手元に宿題が残っているのは気持ちが悪いので、ひとまず午前中のうちに近藤さんへ電話をかける。
「お久しぶりです。宇佐見です」
「これはこれは! 宇佐見さん。昨日はハルさんの卒業式だったそうですね。龍之介さんから聞きましたよ。おめでとうございます。良かったらお祝いにうちのアニバーサリーランチをご用意しておきますので、お二人でいらっしゃいませんか?」
そうか、吉岡の卒業祝いをしてくださるというお話だったのか! 本当に近藤さんの細やかな気配りに感心する。
「ありがとうございます。それでは3/11土曜日の11時ごろに伺ってもいいですか?」
「もちろんです。お待ちしておりますよ」
そういって電話を切る。なんだか心がほっこりする。
人の思いやりって暖かいな。昨日は真知子さんに祝ってもらった。今日は湯浅のお母さんに祝ってもらっている。今度は近藤さんに祝ってもらえる。あれ、俺まだ祝ってないのに?
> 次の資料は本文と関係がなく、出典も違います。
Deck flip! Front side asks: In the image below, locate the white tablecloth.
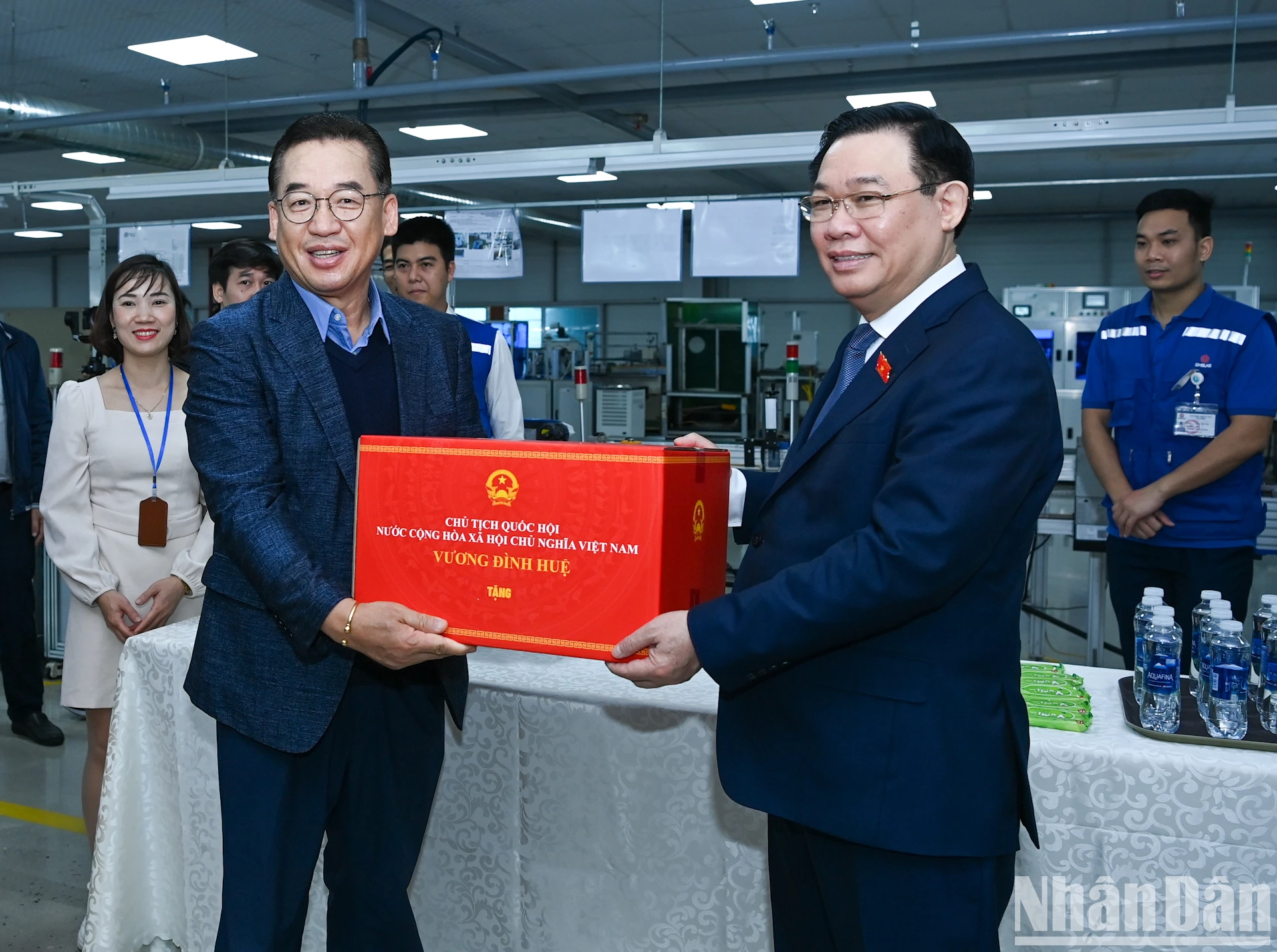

いかんいかん、吉岡の卒業を祝ってくださる方がたくさんいるのは喜ばしいことだが、肝心の俺が何にもしてないじゃん!?
マラソンのスタートラインで自分の靴紐を踏んづけて転んだ気分。
よし、今日は花屋にリベンジだな。今日こそはピンクのガーベラの花束をゲットしてやる!